No laborioso caminho da evolução espiritual, aprendemos que as aflições que experimentamos nem sempre são impostas pelas circunstâncias externas ou pelo determinismo da vida terrena. Em muitos casos, são tormentos que nós mesmos criamos, frutos de escolhas equivocadas, de sentimentos inferiores que cultivamos e de valores passageiros que colocamos acima das verdadeiras conquistas da alma.

Inspirando-nos no texto “Os Tormentos Voluntários”, ditado pelo Espírito Fénelon e registrado por Allan Kardec em O Evangelho Segundo o Espiritismo, Capítulo V, item 23, mergulharemos numa análise profunda sobre como e por que o homem se enreda em sofrimentos evitáveis. Examinaremos, também, os antídotos espirituais que a Doutrina Espírita nos oferece para a superação dessas aflições autoimpostas.
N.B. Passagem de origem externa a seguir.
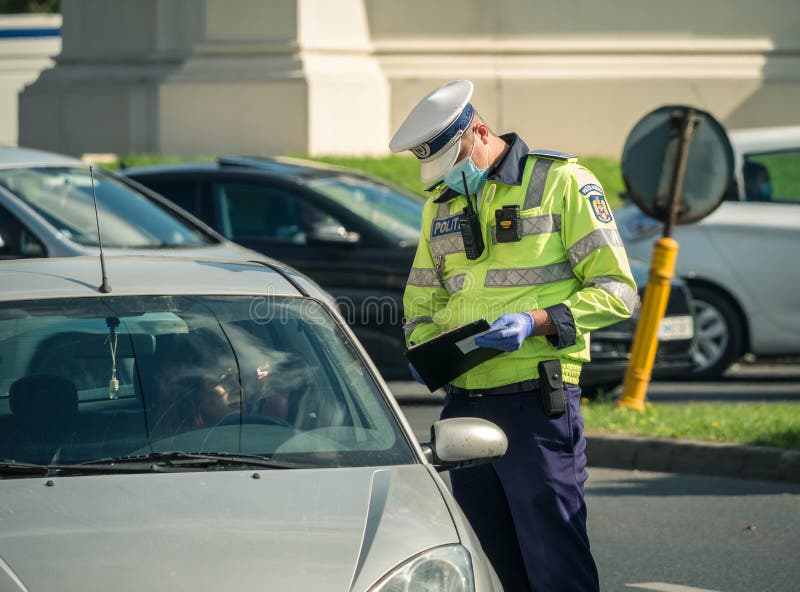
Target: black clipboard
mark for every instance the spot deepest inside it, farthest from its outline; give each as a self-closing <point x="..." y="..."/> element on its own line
<point x="447" y="356"/>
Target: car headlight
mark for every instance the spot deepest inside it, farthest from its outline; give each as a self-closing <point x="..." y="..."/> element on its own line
<point x="444" y="569"/>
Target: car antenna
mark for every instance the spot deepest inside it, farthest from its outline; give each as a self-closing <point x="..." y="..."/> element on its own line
<point x="105" y="287"/>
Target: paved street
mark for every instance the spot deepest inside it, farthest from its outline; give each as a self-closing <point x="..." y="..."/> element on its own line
<point x="679" y="533"/>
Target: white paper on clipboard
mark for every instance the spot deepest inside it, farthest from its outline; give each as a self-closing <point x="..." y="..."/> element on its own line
<point x="467" y="344"/>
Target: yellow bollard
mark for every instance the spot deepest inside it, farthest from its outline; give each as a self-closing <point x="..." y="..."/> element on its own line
<point x="645" y="341"/>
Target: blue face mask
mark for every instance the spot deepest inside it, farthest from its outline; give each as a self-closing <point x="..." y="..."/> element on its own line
<point x="475" y="177"/>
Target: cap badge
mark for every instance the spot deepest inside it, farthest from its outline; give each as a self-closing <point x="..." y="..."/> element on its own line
<point x="422" y="151"/>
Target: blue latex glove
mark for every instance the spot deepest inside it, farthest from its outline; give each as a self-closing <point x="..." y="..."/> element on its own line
<point x="414" y="373"/>
<point x="413" y="370"/>
<point x="508" y="332"/>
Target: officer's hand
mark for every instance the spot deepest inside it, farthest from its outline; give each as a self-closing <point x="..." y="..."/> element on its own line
<point x="415" y="374"/>
<point x="508" y="332"/>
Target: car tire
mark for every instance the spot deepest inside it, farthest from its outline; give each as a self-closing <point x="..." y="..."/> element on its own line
<point x="719" y="334"/>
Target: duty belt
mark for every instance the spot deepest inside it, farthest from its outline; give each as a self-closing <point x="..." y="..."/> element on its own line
<point x="506" y="389"/>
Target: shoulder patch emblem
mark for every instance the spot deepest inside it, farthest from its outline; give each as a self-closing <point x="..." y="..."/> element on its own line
<point x="591" y="187"/>
<point x="554" y="155"/>
<point x="600" y="208"/>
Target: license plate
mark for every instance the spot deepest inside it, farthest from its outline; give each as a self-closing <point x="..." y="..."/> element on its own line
<point x="675" y="328"/>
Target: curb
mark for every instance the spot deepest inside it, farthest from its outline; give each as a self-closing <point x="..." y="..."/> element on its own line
<point x="694" y="457"/>
<point x="662" y="454"/>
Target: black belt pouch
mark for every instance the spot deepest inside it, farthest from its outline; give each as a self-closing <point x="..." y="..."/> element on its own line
<point x="551" y="386"/>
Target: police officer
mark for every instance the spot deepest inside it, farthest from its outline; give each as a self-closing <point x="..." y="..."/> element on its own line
<point x="551" y="268"/>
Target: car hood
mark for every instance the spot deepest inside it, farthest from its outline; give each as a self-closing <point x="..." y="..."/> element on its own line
<point x="327" y="529"/>
<point x="224" y="250"/>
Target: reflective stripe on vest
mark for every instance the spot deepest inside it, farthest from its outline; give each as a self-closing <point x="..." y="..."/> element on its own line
<point x="447" y="245"/>
<point x="533" y="196"/>
<point x="528" y="276"/>
<point x="426" y="278"/>
<point x="454" y="284"/>
<point x="412" y="324"/>
<point x="591" y="242"/>
<point x="535" y="225"/>
<point x="614" y="286"/>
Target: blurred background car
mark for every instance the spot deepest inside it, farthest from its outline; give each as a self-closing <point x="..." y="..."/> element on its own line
<point x="740" y="262"/>
<point x="229" y="411"/>
<point x="47" y="210"/>
<point x="356" y="236"/>
<point x="353" y="234"/>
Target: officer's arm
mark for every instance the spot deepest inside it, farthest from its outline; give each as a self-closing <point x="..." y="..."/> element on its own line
<point x="598" y="260"/>
<point x="424" y="293"/>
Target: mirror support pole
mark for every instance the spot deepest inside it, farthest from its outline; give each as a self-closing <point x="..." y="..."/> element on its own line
<point x="656" y="296"/>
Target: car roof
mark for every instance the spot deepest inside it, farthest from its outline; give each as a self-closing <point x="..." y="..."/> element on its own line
<point x="17" y="156"/>
<point x="36" y="279"/>
<point x="765" y="139"/>
<point x="280" y="166"/>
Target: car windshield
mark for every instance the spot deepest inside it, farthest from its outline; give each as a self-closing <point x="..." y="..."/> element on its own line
<point x="87" y="379"/>
<point x="396" y="214"/>
<point x="63" y="197"/>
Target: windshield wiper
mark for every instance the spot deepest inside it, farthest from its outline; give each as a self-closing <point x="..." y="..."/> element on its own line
<point x="12" y="467"/>
<point x="178" y="459"/>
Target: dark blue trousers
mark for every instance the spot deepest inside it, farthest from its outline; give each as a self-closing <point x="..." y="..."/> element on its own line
<point x="527" y="508"/>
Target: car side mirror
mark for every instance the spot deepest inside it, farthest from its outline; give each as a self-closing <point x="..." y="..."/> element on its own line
<point x="463" y="442"/>
<point x="332" y="234"/>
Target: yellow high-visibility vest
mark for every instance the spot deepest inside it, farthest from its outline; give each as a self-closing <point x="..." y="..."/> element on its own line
<point x="570" y="253"/>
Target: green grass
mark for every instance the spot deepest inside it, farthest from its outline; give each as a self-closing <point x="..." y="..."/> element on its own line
<point x="784" y="172"/>
<point x="401" y="170"/>
<point x="763" y="424"/>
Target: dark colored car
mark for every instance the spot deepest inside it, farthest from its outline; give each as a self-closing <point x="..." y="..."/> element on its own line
<point x="356" y="236"/>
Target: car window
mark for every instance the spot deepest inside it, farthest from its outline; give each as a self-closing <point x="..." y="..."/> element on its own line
<point x="184" y="194"/>
<point x="393" y="213"/>
<point x="63" y="197"/>
<point x="87" y="379"/>
<point x="253" y="211"/>
<point x="772" y="177"/>
<point x="16" y="240"/>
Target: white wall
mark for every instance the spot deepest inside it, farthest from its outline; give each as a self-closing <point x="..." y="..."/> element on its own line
<point x="339" y="76"/>
<point x="27" y="46"/>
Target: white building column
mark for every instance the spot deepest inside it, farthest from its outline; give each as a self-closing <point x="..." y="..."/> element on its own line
<point x="210" y="76"/>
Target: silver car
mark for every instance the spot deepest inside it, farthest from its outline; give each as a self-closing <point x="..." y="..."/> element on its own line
<point x="740" y="262"/>
<point x="212" y="425"/>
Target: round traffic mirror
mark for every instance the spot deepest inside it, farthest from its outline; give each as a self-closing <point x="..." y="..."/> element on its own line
<point x="651" y="157"/>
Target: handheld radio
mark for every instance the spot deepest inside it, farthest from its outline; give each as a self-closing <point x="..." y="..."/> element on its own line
<point x="470" y="227"/>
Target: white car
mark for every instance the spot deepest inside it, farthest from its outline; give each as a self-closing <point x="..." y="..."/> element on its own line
<point x="741" y="261"/>
<point x="211" y="425"/>
<point x="47" y="210"/>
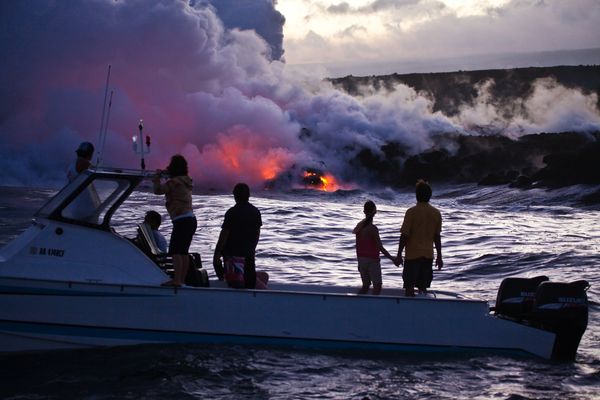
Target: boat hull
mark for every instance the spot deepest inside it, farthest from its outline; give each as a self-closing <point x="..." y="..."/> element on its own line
<point x="40" y="315"/>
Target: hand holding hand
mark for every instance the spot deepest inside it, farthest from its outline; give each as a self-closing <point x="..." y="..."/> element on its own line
<point x="218" y="266"/>
<point x="398" y="261"/>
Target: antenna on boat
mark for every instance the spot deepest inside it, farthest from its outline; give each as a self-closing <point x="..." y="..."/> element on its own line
<point x="103" y="121"/>
<point x="140" y="146"/>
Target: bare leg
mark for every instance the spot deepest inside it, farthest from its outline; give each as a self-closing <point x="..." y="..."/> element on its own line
<point x="180" y="265"/>
<point x="376" y="288"/>
<point x="364" y="289"/>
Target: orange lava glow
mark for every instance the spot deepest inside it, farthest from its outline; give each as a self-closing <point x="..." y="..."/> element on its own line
<point x="247" y="157"/>
<point x="325" y="182"/>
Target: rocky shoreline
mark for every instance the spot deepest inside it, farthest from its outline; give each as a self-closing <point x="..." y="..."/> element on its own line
<point x="543" y="159"/>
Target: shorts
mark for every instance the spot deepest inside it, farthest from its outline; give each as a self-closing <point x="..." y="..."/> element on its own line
<point x="418" y="273"/>
<point x="181" y="237"/>
<point x="370" y="271"/>
<point x="249" y="272"/>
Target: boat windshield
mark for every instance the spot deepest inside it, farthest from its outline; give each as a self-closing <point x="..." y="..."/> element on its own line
<point x="88" y="201"/>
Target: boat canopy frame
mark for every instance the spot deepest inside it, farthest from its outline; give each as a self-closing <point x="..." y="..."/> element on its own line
<point x="83" y="193"/>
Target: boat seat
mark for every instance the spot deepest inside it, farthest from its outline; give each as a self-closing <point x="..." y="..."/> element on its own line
<point x="516" y="296"/>
<point x="196" y="275"/>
A Incessante Busca pela Felicidade

Desde tempos imemoriais, o ser humano busca a felicidade como objetivo supremo de sua existência. Trata-se de um anseio natural da alma imortal, que, instintivamente, aspira por sua origem divina. Contudo, como adverte Fénelon, essa felicidade plena e absoluta não se encontra no mundo material, em razão das limitações inerentes ao planeta de provas e expiações em que ainda habitamos.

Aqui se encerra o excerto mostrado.